A breast ultrasound is a type of imaging test that a doctor may order to check for tumors or other breast abnormalities. A breast ultrasound uses high-frequency sound waves to produce detailed images of the inside of your breast.
To conduct a conventional breast ultrasound, a healthcare professional will use a handheld device called a transducer to create images of your breast.
Unlike X-rays and CT scans, ultrasounds don’t use radiation and are considered safe for pregnant people.

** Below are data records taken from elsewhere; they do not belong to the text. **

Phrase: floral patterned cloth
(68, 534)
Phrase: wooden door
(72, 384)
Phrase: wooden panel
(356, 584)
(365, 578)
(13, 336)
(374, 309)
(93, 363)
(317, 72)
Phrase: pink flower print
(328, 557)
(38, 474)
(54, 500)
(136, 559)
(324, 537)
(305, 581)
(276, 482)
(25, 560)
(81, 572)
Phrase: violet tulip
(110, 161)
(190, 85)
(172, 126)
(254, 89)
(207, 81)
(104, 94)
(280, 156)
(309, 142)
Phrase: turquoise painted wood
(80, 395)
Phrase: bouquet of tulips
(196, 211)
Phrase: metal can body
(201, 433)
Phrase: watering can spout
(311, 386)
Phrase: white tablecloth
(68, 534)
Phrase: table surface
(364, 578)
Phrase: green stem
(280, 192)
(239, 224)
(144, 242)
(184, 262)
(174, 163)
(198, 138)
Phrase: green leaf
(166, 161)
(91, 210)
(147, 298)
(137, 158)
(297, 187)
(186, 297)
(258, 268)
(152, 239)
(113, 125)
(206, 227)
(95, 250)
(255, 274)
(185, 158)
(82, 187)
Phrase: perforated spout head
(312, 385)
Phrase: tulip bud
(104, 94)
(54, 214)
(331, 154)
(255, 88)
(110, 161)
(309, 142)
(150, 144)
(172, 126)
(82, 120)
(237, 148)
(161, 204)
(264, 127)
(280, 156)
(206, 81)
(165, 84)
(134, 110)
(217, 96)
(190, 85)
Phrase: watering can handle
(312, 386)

Common uses of the procedure
A doctor may order a breast ultrasound if a physical exam or mammogram reveals a breast abnormality, such as:
● a lump in your breast
● a tender or painful area in your breast
● a change in the texture or appearance of your nipple or breast skin
● unusual discharge from your nipple
● If you have a lump in your breast, an ultrasound will help your doctor determine whether it’s a fluid-filled cyst or a solid tumor. It also allows them to determine the location and size of the lump.
Sometimes a breast ultrasound may be used instead of a mammogram to screen for breast cancer, including:
● in pregnant people and people under age 35 years,
● in people who have dense breast tissue, which reduces the visibility of tumors in mammograms
● A breast ultrasound may also be used to check for leaks or other problems with breast implants.

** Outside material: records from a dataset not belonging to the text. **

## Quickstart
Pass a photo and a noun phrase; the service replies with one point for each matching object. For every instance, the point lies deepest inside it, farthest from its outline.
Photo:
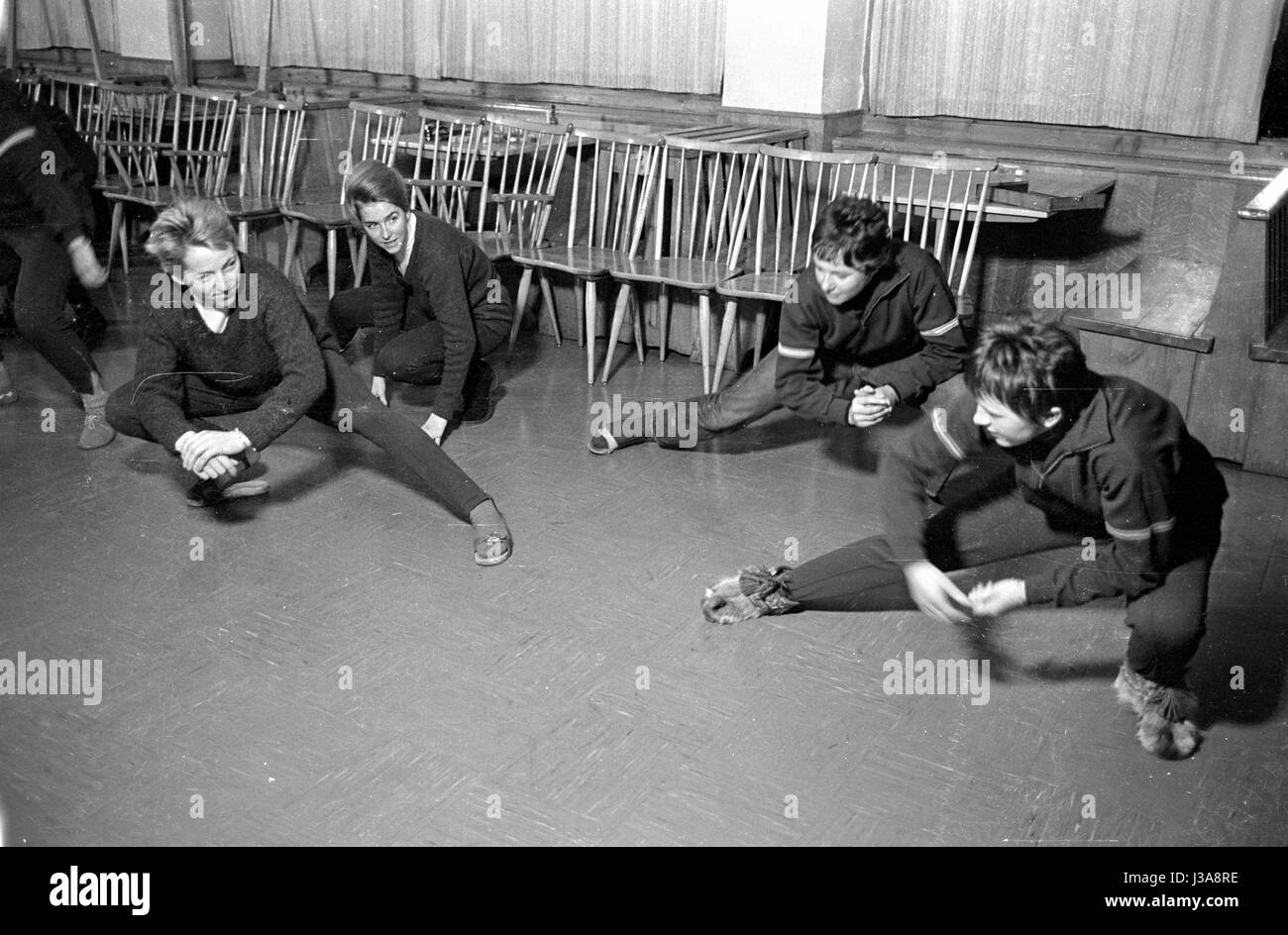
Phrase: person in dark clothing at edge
(46, 226)
(78, 179)
(874, 325)
(227, 335)
(1083, 459)
(436, 301)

How to prepare and what to expect
Avoid applying powders, lotions, or cosmetics to your breast before the ultrasound. These products may interfere with the accuracy of the test.
Avoid wearing jewelry to your appointment or make sure that you can easily remove it if asked.
Wear a top that you can easily remove during your ultrasound appointment. You’ll be asked to undress from the waist up.
Results of a breast ultrasound
The images that a breast ultrasound produces are in black and white. Cysts, tumors, and growths will appear as dark areas on the scan. However, a dark spot on your ultrasound doesn’t mean that you have breast cancer. Most breast lumps are benign, or noncancerous. Several conditions can cause benign lumps in the breast, including:
● fibrocystic breast disease, in which hormonal changes cause the breasts to become lumpy and tender
● fibroadenoma, which is a benign tumor of the breast tissue
● intraductal papilloma, which is a benign tumor of the milk duct
● breast fat necrosis, which is a lump of damaged or dead tissue in the breast
Benefits vs. risks
A breast ultrasound doesn’t pose any risks, and it has many benefits. A breast ultrasound can help your doctor learn whether you:
● have a lump in your breast
● have a lump that’s a fluid-filled cyst or a solid tumor
● need additional tests to check for breast cancer
● If you have breast cancer, early diagnosis and treatment will help improve your outlook. An ultrasound is often part of the diagnostic process.